Second, the question could also mean “What do you want to do?” We often think that Christianity is about doing this or that. That is partially true but not entirely. Christianity refers primarily to who we are – to our identity. It is precisely because of our identity as Christians that we must do good and avoid evil. Therefore, our doing, our action flows from our identity – who we are. And this is who we are: “we are temples of the Holy Spirit.” We belong to God or as St. Paul writes in the second reading: “You are not your own property; you have been bought and paid for.”

Therefore, it is very likely Jesus wasn’t asking His disciples what they would like to have in terms of possession. Neither was He telling them what to do. Rather, Jesus was asking His disciples and each of us today: “What do you want to become?” That is the fundamental moral question. We often think morality is the do’s and don’ts, about following a set of rules or disciplines. But at the heart of morality, the very essence of our Christian identity, in fact, is relationship and relationship is always about becoming. We are called to be better, to be deeper, to be stronger, to be more perfect. And the basis of that call is our relationship to Christ and to God. Ultimately, though we are already sons and daughters of God at our baptism, we are called to grow and become disciples of Christ, and that is an entire life’s project. We are work in progress. We are “becoming.”

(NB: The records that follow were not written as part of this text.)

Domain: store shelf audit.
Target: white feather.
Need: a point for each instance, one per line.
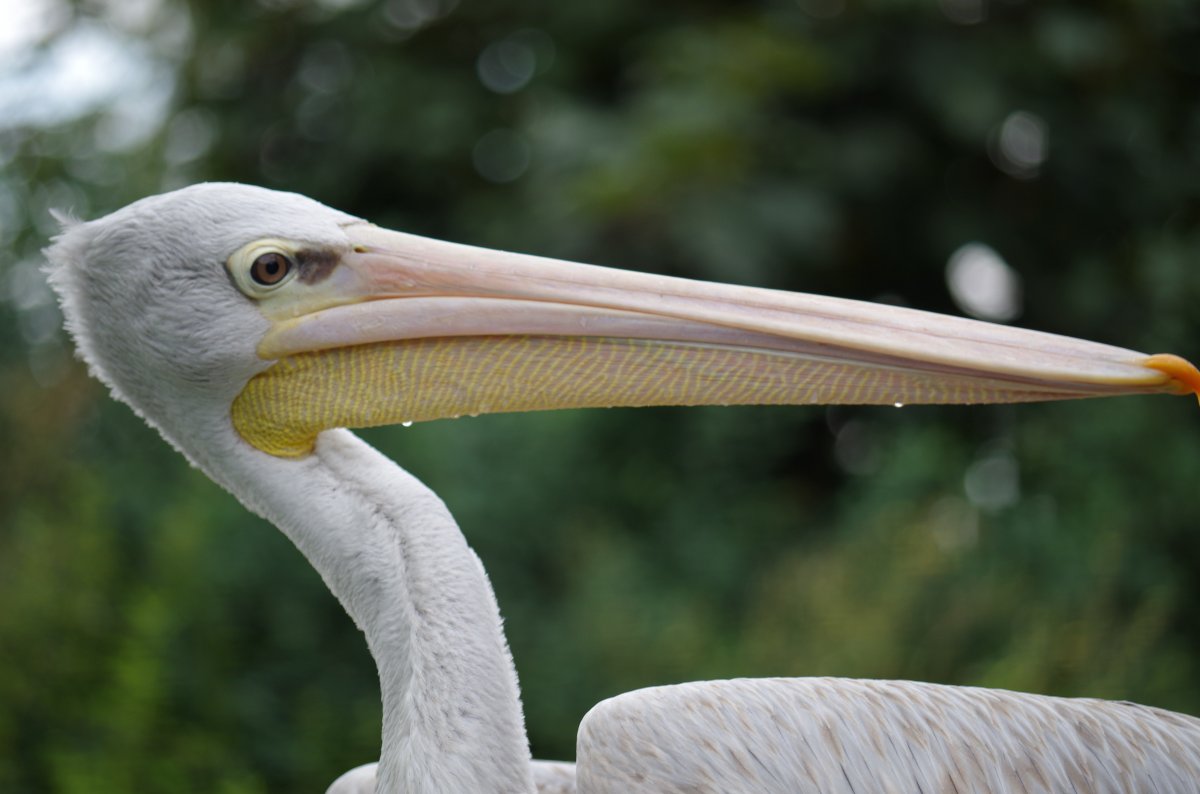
(156, 318)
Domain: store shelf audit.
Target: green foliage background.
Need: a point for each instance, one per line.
(156, 638)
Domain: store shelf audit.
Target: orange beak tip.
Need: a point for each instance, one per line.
(1182, 372)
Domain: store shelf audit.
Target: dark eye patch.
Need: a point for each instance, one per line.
(315, 265)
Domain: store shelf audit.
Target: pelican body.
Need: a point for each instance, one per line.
(267, 323)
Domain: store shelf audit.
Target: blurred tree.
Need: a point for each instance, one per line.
(154, 637)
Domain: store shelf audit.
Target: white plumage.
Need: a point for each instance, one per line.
(390, 552)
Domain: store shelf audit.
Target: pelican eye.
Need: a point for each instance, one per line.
(270, 268)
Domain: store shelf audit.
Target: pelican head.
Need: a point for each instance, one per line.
(246, 325)
(226, 306)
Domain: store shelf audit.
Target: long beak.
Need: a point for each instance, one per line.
(417, 329)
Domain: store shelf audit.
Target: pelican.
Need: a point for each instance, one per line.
(252, 326)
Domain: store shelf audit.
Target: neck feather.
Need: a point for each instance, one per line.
(391, 553)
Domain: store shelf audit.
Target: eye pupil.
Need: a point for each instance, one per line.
(270, 268)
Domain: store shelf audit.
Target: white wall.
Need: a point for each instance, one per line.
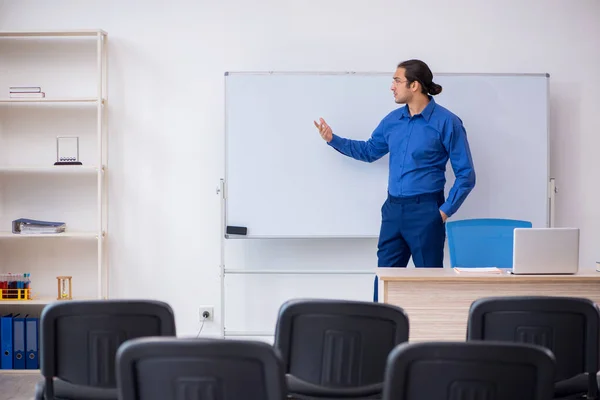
(166, 119)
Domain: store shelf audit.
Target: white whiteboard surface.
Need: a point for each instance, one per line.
(283, 180)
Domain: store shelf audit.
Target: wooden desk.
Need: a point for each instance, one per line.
(437, 300)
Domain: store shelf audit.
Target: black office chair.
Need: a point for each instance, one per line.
(215, 369)
(469, 371)
(569, 327)
(337, 349)
(79, 342)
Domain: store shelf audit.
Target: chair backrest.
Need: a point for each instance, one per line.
(569, 327)
(469, 371)
(486, 242)
(182, 369)
(336, 343)
(79, 339)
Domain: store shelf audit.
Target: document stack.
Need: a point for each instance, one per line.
(24, 226)
(26, 92)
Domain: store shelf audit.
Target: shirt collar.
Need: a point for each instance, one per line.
(426, 113)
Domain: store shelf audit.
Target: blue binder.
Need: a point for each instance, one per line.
(6, 357)
(18, 342)
(31, 342)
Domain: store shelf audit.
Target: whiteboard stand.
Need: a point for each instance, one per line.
(552, 199)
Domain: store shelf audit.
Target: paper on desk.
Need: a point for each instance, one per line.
(492, 270)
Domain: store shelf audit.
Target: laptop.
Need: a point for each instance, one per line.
(545, 251)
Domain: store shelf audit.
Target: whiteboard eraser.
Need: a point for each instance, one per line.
(236, 230)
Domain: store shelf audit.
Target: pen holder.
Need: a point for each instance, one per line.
(15, 294)
(15, 287)
(64, 288)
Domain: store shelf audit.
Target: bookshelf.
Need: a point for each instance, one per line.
(70, 66)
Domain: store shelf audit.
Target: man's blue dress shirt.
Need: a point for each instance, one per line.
(419, 148)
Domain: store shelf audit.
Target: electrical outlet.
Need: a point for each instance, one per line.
(206, 309)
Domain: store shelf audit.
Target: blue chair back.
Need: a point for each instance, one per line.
(486, 242)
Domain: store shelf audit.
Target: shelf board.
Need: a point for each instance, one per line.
(51, 100)
(75, 33)
(19, 371)
(38, 302)
(81, 235)
(51, 169)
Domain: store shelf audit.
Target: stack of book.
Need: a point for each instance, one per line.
(26, 92)
(26, 226)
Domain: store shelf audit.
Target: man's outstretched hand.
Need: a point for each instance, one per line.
(324, 130)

Many of us do not really know what we want to become. We often think that it has to do with personal ambition. ‘I want to be rich.’ ‘I want to be successful.’ ‘I want to be a doctor.’ ‘I want to be an engineer.’ Is this what Jesus meant? Certainly not. Jesus was trying to challenge these first disciples to take a deeper look into the foundation of their identity – He was challenging them to ask the few most basic questions in life: Who am I? What is my purpose in life? What does God want me to become? What is my fundamental relationship to Christ and to God?

The problem is that many people do not ask these questions. Many have not thought of it while others choose not to think about it for one reason or another. Perhaps, we fear the changes that must take place in our lives, if we try to find answers to those questions. We would certainly not be aware of these questions when our lives are cluttered by so many other noises and voices and other questions. 'What course should I take for my college education? Which house should I buy? Which man or woman shall I marry? What steps must I take to be more successful?' The temptations of the world, power, riches, popularity, if we allow them to do so, sometimes drown out the voice of God.

We must learn to listen to the voice of God in prayer. We must learn to discern His voice and distinguish this voice from those of others. We must learn to listen as Samuel listened and say, “Speak, Lord, your servant is listening.” When we are strangers to prayer, silence and reflection, we would allow ourselves to be consumed by our worldly ambitions and plans, define ourselves by work but fail miserably in preparing the most important thing which we all need – salvation of our souls.

In order to become the persons God intended us to become, in order to live out our dignity as God’s children, we must be followers of Jesus. We must learn to live and walk with Jesus. Jesus invites us each day to “Come and See” – to journey with Him, to discover His plan for us, and to learn from Him. If we want to see our parish become a more vibrant, faith-filled and welcoming community, we must first learn to become that.

As we have begun a new year, we are presented with a whole range of possibilities, adventures and new opportunities. If asked this same question, many people would certainly ask for wealth, health, peace and success. But as Christians, when asked this question, we are reminded of the same question posed to our parents at our baptism. The answer is certainly none of the above but simply, eternal life. To the question ‘What do you want?’ which is asked by the priest, our answer should always be – “Eternal Life”, that is, to know God, to love Him, to serve Him and be with Him in Paradise forever.